The point is that if we use a 3rd order RK, we should have an error in $O(h^3)$, and thus fall off faster than linearly in h. Therefore, we should expect the while loop to eventually come to a halt for small enough h.
My problem is that the loop doesn't converge, and not even close - the ratio
maxval(...) / eps * (...)
remains pretty much constant, all the way until eps * h / (tot_time - current_time)) becomes zero due to finite precision.
For completeness, this is my definition for f:
function f(vec_old,omega,phi) result(vec)
real(8),intent(in) :: vec_old(6),omega,phi
real(8) :: vec(6)
real(8) :: v,Fv
v = sqrt(vec_old(4)**2+vec_old(5)**2+vec_old(6)**2)
Fv = 0.0039d0 + 0.0058d0 / (1d0 + exp((v-35d0)/5d0))
vec(1) = vec_old(4)
vec(2) = vec_old(5)
vec(3) = vec_old(6)
vec(4) = -Fv * v * vec_old(4) + 4.1d-4 * omega * (vec_old(6)*sin(phi) - vec_old(5)*cos(phi))
vec(5) = -Fv * v * vec_old(5) + 4.1d-4 * omega * vec_old(4)*cos(phi)
vec(6) = -Fv * v * vec_old(6) - 4.1d-4 * omega * vec_old(4)*sin(phi) - 9.8d0
end function f
Does anyone have any idea as to why the while loop doesn't converge? If anything else is needed (output, other pieces of code etc.) please tell me and I'll add it. Also, if trimming is required, I'll cut whatever would be considered unnecessary. Thanks!

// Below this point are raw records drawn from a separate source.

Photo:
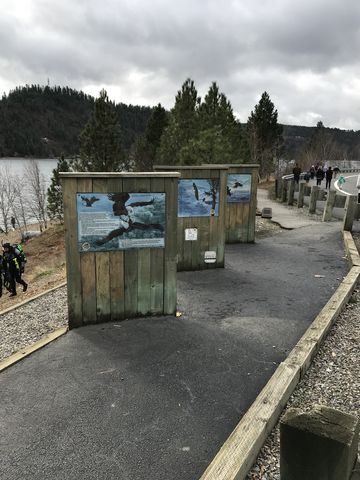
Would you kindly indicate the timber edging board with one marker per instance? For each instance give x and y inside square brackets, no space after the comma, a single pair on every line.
[31,299]
[240,216]
[206,249]
[28,350]
[239,452]
[135,277]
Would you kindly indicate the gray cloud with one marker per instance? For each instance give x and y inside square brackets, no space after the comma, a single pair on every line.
[305,54]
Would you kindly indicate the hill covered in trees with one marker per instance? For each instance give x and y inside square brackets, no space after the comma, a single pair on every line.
[42,122]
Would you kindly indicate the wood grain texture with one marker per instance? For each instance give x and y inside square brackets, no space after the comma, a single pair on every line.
[72,255]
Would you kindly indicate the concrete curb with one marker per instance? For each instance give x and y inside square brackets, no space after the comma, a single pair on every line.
[239,452]
[24,352]
[352,253]
[10,309]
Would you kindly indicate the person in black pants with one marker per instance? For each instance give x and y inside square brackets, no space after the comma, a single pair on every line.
[12,268]
[328,177]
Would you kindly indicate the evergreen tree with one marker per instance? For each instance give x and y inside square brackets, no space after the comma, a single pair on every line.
[219,125]
[54,193]
[182,127]
[100,141]
[264,134]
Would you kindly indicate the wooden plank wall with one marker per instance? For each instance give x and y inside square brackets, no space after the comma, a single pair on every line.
[114,285]
[240,217]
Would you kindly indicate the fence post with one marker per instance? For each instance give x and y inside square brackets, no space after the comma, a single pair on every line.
[318,445]
[350,209]
[301,195]
[313,198]
[291,192]
[329,205]
[284,190]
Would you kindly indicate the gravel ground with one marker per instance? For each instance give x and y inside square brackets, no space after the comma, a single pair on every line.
[332,380]
[27,324]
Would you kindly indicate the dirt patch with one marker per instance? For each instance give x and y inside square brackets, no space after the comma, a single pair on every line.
[356,237]
[45,267]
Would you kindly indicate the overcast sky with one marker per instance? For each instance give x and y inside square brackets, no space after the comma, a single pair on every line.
[305,54]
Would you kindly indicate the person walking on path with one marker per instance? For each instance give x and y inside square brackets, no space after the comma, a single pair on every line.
[296,173]
[341,181]
[328,177]
[312,172]
[319,176]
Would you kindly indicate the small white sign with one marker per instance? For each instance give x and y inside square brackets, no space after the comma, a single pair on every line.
[191,234]
[210,257]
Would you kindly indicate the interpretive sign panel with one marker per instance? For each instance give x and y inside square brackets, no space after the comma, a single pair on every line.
[191,234]
[198,198]
[120,221]
[238,188]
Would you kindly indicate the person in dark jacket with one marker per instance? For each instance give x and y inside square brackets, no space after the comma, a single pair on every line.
[296,173]
[328,177]
[319,175]
[12,268]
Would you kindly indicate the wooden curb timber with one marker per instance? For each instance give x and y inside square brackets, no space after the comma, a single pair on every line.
[239,452]
[10,309]
[24,352]
[352,253]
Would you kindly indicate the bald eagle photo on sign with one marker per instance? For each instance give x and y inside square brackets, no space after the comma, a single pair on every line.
[238,188]
[120,221]
[198,198]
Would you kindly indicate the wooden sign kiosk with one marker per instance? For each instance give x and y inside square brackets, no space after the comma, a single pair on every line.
[201,216]
[240,209]
[120,236]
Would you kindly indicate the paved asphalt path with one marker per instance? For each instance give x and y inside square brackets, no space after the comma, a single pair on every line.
[155,398]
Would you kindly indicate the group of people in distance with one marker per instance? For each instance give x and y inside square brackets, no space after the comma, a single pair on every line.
[317,171]
[12,266]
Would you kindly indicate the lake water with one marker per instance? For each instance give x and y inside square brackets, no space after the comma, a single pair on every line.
[17,166]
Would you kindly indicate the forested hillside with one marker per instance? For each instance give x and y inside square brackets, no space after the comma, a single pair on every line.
[46,121]
[296,138]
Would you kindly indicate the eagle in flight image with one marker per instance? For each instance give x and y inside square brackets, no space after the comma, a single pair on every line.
[88,202]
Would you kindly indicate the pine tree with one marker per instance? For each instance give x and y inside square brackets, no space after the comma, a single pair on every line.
[100,141]
[264,134]
[146,145]
[182,127]
[219,125]
[54,193]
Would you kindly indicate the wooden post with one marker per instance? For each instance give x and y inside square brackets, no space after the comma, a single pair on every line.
[291,192]
[349,215]
[301,195]
[280,188]
[121,260]
[329,205]
[284,190]
[313,198]
[318,445]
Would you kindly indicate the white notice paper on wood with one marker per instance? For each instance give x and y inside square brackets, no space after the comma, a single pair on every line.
[191,234]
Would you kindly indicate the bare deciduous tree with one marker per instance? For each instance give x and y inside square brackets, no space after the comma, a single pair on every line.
[37,192]
[7,195]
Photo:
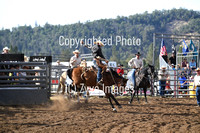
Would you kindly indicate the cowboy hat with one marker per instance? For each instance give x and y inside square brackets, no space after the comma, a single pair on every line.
[99,43]
[120,65]
[138,53]
[163,67]
[198,69]
[76,51]
[6,48]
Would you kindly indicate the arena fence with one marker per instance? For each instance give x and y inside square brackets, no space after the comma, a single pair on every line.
[24,82]
[173,88]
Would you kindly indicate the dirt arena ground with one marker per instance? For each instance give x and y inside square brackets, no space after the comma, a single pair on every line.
[164,115]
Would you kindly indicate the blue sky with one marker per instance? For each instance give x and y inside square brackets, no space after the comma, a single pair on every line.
[14,13]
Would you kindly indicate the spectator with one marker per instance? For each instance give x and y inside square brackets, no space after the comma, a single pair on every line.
[165,57]
[173,67]
[120,70]
[172,59]
[178,67]
[162,77]
[193,65]
[183,82]
[5,50]
[76,59]
[197,85]
[185,64]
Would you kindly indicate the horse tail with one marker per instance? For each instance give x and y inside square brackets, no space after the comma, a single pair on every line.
[69,73]
[82,76]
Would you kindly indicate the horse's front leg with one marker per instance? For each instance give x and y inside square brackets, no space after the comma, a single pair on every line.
[109,98]
[87,95]
[145,94]
[63,88]
[132,96]
[119,105]
[137,89]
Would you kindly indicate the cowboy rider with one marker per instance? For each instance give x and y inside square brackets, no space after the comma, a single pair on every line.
[76,59]
[137,64]
[98,57]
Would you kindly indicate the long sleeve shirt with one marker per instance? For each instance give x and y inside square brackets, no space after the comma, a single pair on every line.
[74,61]
[135,63]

To compute the step error using the half step method, you need to compute the approximation at t+h in both cases, which means two steps with step size h/2. As it is now you compare the approximation at t+h to the approximation at t+h/2 which gives you an error of size f(vec(t+h/2))*h/2.
Thus change to a 3-step procedure
vec1 = solve(3,vec_old,h,omega,phi)
vec2 = solve(3,vec_old,h/2d0,omega,phi)
vec2 = solve(3,vec2 ,h/2d0,omega,phi)
in both locations, the difference of vec2-vec1 should then be of order h^4.